This article first appeared in The Oxford Student on 23 October 2015.
The experience of drinking in an Oxford pub is best recreated by finding the nearest castle and/or stately home, driving to it in the early evening having spent the last twelve hours poring over books with unreadably small print, and downing several cans of White Lightning while attempting to engage someone in a conversation about the triad structure of Hegel’s dialectic. The strange mixture of stress, history and numb-faced smashedness which results is not only an accurate (and cheaper) summation of the Oxford pub scene, but a pretty good introduction to the Oxford student experience overall. But as archaic and overpriced as the city’s drinking establishments can be, let’s face it, we’re still going to go the them anyway – we all need somewhere to unwind, and if not for them we’d all be forced to do something truly awful like visit Wahoo.

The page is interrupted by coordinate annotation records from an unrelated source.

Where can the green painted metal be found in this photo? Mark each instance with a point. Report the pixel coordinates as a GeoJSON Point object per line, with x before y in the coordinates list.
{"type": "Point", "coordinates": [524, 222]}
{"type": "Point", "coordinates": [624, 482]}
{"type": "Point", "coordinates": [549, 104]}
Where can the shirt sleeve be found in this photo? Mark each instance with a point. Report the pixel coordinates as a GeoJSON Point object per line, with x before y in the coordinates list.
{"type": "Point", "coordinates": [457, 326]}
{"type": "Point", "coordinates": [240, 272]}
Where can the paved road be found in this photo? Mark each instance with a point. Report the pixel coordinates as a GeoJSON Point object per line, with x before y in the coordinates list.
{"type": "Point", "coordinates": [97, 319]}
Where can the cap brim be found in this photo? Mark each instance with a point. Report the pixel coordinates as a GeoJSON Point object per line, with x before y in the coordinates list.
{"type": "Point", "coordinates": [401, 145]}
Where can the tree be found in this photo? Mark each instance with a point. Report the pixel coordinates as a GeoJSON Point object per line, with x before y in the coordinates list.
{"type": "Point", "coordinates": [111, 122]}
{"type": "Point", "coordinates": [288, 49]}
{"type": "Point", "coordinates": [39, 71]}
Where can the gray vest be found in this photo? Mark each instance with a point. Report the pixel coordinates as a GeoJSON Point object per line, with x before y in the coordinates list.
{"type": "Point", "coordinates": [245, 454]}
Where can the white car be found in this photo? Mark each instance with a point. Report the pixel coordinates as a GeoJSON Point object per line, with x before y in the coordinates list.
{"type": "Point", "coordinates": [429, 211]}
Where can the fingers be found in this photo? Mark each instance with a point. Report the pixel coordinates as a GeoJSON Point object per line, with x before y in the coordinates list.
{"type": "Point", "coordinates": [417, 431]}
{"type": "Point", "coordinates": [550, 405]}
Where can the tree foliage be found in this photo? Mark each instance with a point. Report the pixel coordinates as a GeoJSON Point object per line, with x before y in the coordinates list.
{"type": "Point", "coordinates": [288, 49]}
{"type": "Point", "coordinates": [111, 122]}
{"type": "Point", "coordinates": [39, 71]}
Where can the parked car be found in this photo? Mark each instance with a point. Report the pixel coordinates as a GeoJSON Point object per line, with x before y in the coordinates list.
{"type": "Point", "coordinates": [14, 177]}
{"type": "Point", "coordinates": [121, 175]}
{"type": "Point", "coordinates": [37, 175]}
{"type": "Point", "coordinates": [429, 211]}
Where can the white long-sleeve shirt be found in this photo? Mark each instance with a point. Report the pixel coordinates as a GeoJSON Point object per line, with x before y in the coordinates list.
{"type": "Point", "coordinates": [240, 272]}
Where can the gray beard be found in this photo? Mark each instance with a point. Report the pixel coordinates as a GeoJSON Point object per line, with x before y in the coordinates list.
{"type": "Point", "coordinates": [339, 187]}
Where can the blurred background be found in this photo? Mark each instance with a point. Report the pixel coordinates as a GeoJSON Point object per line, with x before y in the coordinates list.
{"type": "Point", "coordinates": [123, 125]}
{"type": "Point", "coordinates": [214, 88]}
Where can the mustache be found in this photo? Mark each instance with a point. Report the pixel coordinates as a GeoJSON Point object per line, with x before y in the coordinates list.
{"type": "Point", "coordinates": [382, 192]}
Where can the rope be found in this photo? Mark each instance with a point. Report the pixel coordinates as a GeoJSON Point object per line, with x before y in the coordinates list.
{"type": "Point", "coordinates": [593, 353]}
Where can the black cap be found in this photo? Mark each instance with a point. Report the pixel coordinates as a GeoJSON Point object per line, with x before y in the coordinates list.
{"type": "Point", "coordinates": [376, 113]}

The problem, of course, is that academics use them as well. The sheer awkwardness of running into a tutor or a lecturer once you’ve both had a few is one rivaled only by the next time you run into them sober, most likely to hand in the essay that you were supposed to be writing instead of getting bladdered in the King’s Arms. This can be avoided with a few polite discretions; it’s generally a good idea not to drink in the pub closest to your college and/or faculty, and it is generally recommended that you avoid the Eagle and Child at all costs, unless of course you want to get roped into a dramatic reading of Beowulf, which you will of course be expected to know by heart, in the original Old English. But then, the Eagle and Child isn’t that good anyway. I mean, Tolkien liked it. And we all know what bad taste he had.
Other than that, the etiquette really comes down to standard pub behaviour; be nice to the bar staff, don’t throw up on anybody, try not to make the toilets any more disgusting that they already are, and do not, under any circumstances, play darts. Happy drinking!